Nun ist es nicht unbedingt so, dass es dieses Jahr nicht genug gegeben hätte, die einen solchen Preis verdient hätten – salopper Umgang mit privaten Daten, Abhörmaßnahmen ohne jegliche Kontrolle usw. usf. gab es zuhauf. Dennoch fand die Preisverleihung nicht statt, von den Veranstaltern mit “organisatorischen Gründen” erläutert.

So schreibt Heise Online:
Die Organisatoren der CFP 2006 erklärten das mit “organisatorischen Schwierigkeiten”. Kandidaten hätte es genug gegeben, aber die Jury sei nicht mehr rechtzeitig zusammengekommen. Und so habe man das auf das nächste Jahr – 2007 in Montreal – verschoben.

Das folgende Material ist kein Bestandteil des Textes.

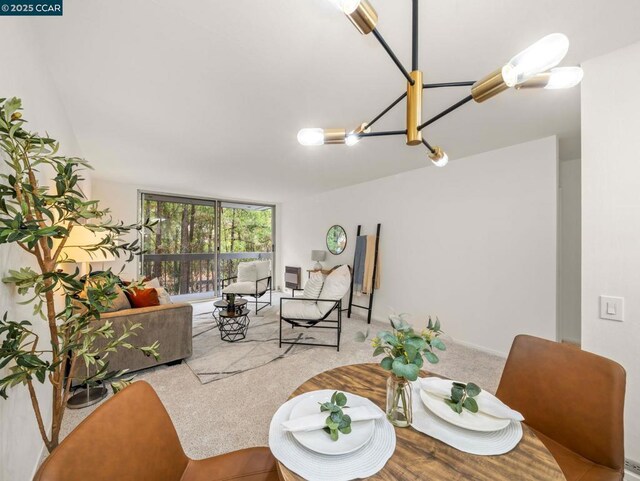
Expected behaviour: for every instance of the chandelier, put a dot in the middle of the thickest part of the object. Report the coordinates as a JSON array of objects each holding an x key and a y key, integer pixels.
[{"x": 534, "y": 67}]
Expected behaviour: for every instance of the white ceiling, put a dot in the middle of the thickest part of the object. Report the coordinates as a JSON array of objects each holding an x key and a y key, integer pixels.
[{"x": 179, "y": 94}]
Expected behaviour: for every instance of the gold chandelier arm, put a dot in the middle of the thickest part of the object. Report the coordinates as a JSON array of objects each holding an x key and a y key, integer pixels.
[{"x": 448, "y": 84}]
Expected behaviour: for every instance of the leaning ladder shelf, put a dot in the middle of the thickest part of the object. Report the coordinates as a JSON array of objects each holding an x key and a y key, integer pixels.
[{"x": 369, "y": 308}]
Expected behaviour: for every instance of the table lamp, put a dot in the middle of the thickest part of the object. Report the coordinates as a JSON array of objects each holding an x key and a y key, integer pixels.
[
  {"x": 318, "y": 256},
  {"x": 80, "y": 237}
]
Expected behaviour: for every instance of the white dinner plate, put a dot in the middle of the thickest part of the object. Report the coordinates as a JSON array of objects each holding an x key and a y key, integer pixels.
[
  {"x": 467, "y": 420},
  {"x": 319, "y": 441}
]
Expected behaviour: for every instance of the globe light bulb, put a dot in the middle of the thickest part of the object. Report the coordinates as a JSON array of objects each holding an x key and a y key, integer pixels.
[
  {"x": 439, "y": 157},
  {"x": 309, "y": 137},
  {"x": 352, "y": 139},
  {"x": 564, "y": 78},
  {"x": 546, "y": 53}
]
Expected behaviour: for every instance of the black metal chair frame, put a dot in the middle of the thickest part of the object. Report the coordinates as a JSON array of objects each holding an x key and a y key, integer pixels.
[
  {"x": 309, "y": 323},
  {"x": 258, "y": 294}
]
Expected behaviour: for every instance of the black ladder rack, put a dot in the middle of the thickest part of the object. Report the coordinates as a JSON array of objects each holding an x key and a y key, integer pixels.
[{"x": 373, "y": 283}]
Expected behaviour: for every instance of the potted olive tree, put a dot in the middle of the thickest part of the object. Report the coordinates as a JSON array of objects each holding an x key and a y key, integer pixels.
[{"x": 41, "y": 202}]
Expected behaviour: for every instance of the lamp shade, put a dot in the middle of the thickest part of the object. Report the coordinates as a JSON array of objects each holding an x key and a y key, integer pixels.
[
  {"x": 81, "y": 237},
  {"x": 318, "y": 256}
]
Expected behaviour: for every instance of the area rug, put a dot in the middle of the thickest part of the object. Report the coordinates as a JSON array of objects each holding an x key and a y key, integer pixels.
[{"x": 214, "y": 359}]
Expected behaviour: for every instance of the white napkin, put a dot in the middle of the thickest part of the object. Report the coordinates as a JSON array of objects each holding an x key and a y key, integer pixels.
[
  {"x": 317, "y": 421},
  {"x": 487, "y": 403}
]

Doch einige Teilnehmer gehen davon aus, dass man andere Gründe dafür hatte, auf den Negativpreis zu verzichten. Der Veranstaltungsort – Washington D.C. – hätte sozusagen zur Zurückhaltung förmlich aufgerufen. Und da man z.B. auch Vertreter der Homeland Security eingeladen hatte, hätte man vielleicht nicht unbedingt ins “Fettnäpfchen treten wollen indem man z.B. George Walker Bush auszeichnete”.

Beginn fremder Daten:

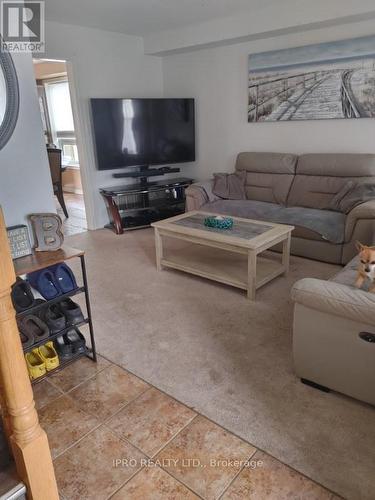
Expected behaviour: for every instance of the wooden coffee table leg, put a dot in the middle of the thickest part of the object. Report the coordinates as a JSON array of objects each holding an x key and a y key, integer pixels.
[
  {"x": 286, "y": 254},
  {"x": 252, "y": 274},
  {"x": 158, "y": 249}
]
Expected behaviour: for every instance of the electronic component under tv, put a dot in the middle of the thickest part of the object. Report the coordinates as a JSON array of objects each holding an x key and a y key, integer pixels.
[{"x": 140, "y": 132}]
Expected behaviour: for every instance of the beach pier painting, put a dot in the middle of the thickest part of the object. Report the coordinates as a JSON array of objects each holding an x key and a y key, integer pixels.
[{"x": 315, "y": 82}]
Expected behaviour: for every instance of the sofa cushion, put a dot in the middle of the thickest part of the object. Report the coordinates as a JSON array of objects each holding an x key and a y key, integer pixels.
[
  {"x": 348, "y": 274},
  {"x": 323, "y": 224},
  {"x": 269, "y": 175},
  {"x": 230, "y": 186},
  {"x": 320, "y": 177}
]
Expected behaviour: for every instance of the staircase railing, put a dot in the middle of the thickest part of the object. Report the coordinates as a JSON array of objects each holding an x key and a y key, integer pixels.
[{"x": 27, "y": 440}]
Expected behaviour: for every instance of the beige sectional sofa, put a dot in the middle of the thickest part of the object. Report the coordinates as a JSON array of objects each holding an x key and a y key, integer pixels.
[
  {"x": 334, "y": 334},
  {"x": 297, "y": 190}
]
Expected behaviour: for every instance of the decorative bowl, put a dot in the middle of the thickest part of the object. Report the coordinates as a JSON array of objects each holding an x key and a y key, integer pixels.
[{"x": 218, "y": 222}]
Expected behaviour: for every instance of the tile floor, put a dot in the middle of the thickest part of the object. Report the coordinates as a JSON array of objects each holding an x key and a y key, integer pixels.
[
  {"x": 76, "y": 223},
  {"x": 112, "y": 435}
]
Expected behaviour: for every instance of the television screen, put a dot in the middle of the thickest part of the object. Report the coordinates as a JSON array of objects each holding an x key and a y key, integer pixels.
[{"x": 131, "y": 132}]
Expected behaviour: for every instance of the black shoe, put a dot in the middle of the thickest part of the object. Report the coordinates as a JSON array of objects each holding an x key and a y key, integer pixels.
[
  {"x": 76, "y": 340},
  {"x": 71, "y": 311},
  {"x": 31, "y": 325},
  {"x": 53, "y": 317},
  {"x": 63, "y": 347},
  {"x": 27, "y": 338},
  {"x": 22, "y": 296}
]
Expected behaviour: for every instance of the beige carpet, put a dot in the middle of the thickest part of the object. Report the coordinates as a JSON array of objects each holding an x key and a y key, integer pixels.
[{"x": 229, "y": 358}]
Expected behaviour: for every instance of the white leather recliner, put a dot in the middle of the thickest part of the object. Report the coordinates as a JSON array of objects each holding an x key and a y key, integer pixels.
[{"x": 334, "y": 334}]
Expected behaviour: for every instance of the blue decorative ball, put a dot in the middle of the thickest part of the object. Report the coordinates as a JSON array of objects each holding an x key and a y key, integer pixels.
[{"x": 218, "y": 222}]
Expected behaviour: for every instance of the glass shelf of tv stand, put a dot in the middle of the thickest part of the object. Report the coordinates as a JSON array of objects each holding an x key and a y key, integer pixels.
[{"x": 154, "y": 205}]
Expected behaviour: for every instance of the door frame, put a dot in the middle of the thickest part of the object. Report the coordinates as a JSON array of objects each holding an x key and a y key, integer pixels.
[{"x": 83, "y": 154}]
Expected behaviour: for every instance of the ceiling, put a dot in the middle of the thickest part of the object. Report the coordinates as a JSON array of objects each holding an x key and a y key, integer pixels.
[{"x": 140, "y": 17}]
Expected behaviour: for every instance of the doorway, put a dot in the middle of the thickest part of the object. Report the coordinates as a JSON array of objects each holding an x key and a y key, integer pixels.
[{"x": 60, "y": 137}]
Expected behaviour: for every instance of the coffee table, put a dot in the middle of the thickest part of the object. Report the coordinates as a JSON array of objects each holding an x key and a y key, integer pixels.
[{"x": 230, "y": 256}]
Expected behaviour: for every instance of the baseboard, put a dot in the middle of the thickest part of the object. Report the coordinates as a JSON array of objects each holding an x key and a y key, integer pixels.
[{"x": 72, "y": 189}]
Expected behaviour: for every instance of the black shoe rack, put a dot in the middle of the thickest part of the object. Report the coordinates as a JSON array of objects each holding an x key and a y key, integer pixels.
[{"x": 41, "y": 260}]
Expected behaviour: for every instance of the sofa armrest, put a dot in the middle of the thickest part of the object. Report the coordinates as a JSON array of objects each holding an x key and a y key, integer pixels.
[
  {"x": 363, "y": 211},
  {"x": 199, "y": 194},
  {"x": 335, "y": 298}
]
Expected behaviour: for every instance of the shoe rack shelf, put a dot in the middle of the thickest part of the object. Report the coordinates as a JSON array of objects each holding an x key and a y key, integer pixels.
[{"x": 40, "y": 260}]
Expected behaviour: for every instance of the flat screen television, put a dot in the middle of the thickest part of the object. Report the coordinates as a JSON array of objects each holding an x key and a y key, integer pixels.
[{"x": 139, "y": 132}]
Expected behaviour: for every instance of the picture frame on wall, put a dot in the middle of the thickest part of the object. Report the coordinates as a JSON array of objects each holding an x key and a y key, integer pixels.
[{"x": 334, "y": 80}]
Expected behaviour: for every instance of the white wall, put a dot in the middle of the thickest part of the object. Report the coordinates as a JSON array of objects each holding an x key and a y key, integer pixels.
[
  {"x": 103, "y": 64},
  {"x": 217, "y": 78},
  {"x": 25, "y": 180}
]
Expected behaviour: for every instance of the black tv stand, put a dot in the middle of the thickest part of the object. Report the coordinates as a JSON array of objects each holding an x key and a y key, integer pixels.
[
  {"x": 138, "y": 205},
  {"x": 145, "y": 171}
]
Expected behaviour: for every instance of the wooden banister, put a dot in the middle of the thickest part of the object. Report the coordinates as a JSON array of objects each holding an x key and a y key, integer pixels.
[{"x": 28, "y": 441}]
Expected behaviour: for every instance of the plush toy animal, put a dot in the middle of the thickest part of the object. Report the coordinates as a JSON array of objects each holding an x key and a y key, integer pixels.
[{"x": 366, "y": 269}]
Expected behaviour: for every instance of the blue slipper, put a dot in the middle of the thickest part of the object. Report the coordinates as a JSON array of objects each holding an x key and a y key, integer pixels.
[
  {"x": 45, "y": 282},
  {"x": 65, "y": 278}
]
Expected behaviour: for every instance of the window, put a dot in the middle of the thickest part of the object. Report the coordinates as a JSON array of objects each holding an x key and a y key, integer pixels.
[{"x": 61, "y": 118}]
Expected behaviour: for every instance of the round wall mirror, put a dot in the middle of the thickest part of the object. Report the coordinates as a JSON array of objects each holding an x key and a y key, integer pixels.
[{"x": 9, "y": 97}]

Wäre an diesen Überlegungen etwas dran, so hätte sich nach Meinung vieler der BBA in den USA damit selbst diskreditiert. Die Diskretion in Bezug auf die eventuell stattfindende Verstimmung von Einzelpersonen hätte dann dazu geführt, dass man die political correctness zu weit ausgedehnt hätte.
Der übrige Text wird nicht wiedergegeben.